Ad accoglierli, oltre alla titolare dell’Istruzione Stefania Giannini, ci saranno anche i ministri Maria Elena Boschi, Marianna Madia, Graziano Delrio e il sottosegretario Claudio De Vincenti. Intanto il ddl procede il suo iter legislativo e sta per approdare in Aula dopo l’ok della commissione Cultura della Camera.

A una settimana esatta dallo sciopero e le manifestazioni di protesta contro la riforma della scuola, e lo scontro Boschi-sindacati, il governo taglia la testa al toro. Alle parole della ministra aveva replicato secca Susanna Camusso: 

“Questa sua idea che la scuola sarebbe proprietà del sindacato è tipica di un governo che non vuole fare i conti col Paese. Viene il sospetto che tanta arroganza che il governo mette nel negare le ragioni delle lavoratrici e dei lavoratori della scuola sia il segno che in realtà siano loro a non avere un progetto”.

Oltre alla Camusso, contro il ministro delle Riforme si era scagliata pure la Gilda (i sindacati di base):

“Quando afferma che la scuola è in mano ai sindacati, compie un’opera di vergognosa mistificazione. Lo scorso 5 maggio ha scioperato l’80% degli insegnanti e in piazza a protestare contro una pessima riforma c’era l’intero popolo della scuola. I sindacati – fa notare il coordinatore nazionale Rino Di Meglio – sono soltanto uno strumento organizzativo che ha consentito di far emergere il dissenso. Il Governo, invece di aprire un dialogo, attraverso i suoi esponenti insulta gli insegnanti”.

Maria Elena Boschi, dal canto suo, ha provato a smorzare i toni su Facebook:

“Sulla scuola ho solo detto una piccola e forse banale verità: la scuola funziona se appartiene alle famiglie, agli insegnanti, agli studenti, al territorio. Non solo ai sindacati. Poi è giusto rispettare il lavoro di tutti, anche dei sindacati. Ma forse è anche giusto rispettare le idee altrui. Non ho offeso nessuno. Spero che il clima torni disteso, per un confronto di merito equilibrato e civile. Noi ci siamo, pronti ad ascoltare e senza attaccare nessuno”.

Mentre il ministro Stefania Giannini ha ribadito che il ddl “porterà una rivoluzione educativa”. Ma è evidente che gli insegnanti non intendano stare a guardare come dimostra il bombardamento di post apparsi sulla bacheca Facebook di Renzi: “Noi non voteremo più il Pd perché indignati dal ddl La Buona scuola”. Il testo del messaggio è standard, i mittenti per lo più si dichiarano insegnanti ed “ex” elettori del Pd. Alla fine il governo tenta la via della conciliazione e chiama a raccolta i sindacati.

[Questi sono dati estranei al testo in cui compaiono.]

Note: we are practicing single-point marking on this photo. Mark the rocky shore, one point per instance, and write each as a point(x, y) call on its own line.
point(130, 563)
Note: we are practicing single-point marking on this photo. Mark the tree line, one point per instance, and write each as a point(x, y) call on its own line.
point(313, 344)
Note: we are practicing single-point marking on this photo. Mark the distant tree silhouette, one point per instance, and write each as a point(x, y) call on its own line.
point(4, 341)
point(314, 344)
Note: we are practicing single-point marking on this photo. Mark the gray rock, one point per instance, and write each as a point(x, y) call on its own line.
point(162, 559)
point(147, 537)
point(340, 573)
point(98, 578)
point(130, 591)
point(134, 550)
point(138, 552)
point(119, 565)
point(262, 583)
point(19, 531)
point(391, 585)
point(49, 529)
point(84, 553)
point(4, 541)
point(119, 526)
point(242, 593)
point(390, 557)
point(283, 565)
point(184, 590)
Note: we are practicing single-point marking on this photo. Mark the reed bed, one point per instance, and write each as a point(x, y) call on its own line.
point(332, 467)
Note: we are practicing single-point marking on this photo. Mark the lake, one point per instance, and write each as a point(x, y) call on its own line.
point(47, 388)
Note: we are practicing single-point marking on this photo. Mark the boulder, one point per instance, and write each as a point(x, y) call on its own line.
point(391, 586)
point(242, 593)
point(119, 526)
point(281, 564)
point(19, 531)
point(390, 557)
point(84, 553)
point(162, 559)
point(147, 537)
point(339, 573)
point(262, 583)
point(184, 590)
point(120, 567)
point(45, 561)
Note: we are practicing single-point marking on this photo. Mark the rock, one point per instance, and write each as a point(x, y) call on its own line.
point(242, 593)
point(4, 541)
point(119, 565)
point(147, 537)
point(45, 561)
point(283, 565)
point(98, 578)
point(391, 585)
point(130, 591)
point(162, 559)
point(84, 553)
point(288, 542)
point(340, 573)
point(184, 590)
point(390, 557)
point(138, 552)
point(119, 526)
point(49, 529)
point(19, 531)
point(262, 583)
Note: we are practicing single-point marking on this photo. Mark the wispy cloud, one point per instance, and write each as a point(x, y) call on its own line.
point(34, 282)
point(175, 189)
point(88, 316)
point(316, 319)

Se il M5S si dice disinteressato della polemica Boschi-sindacati (ma resta convinto che quella varata dall’esecutivo sia una “pessima riforma”) Sel, invece, stigmatizza tanto le dichiarazioni della giovane giovane ministra quanto le parole della senatrice Puglisi:

“Durissimi attacchi ai sindacati rei di aver portato in piazza decine di migliaia di persone contro la buona scuola del governo invece di stare zitti. Peccato che gli insegnanti si sentono rappresentati dai sindacati e non dal governo. Forse è proprio questa la ragione di tanto livore?”.

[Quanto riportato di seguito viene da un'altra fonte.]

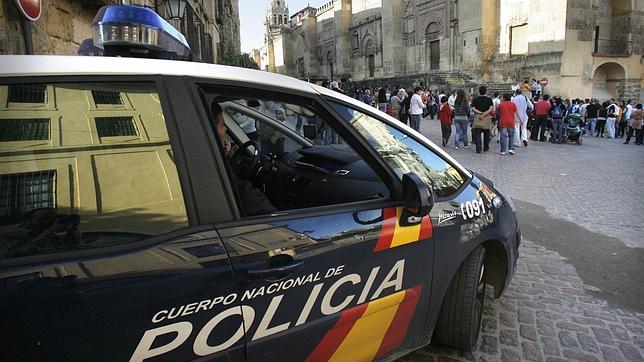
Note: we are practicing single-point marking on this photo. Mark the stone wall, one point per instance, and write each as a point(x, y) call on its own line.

E pure all’ex ministra Maria Stella Gelmini pare esagerato l’accanimento:

“Non condivido il fatto di ritenere tutto il sindacato refrattario al cambiamento, non è così”, “io stessa sono sempre stata critica con una parte del sindacato, quella più estrema e più refrattaria al cambiamento però non credo che si debba fare di tutta l’erba un fascio”.

Il ddl comunque continua la sua corsa. Prima di arrivare in Aula, alla Camera (il 14) dovrà ancora superare alcuni esami, primo fra tutti quello della commissione Affari costituzionali, previsto proprio per il primo pomeriggio di martedì. Sempre domani per le classi seconde delle scuole superiori torna l’annuale appuntamento con il test Invalsi, con il concomitante sciopero dei Cobas che da sempre osteggiano “la scuola-quiz”.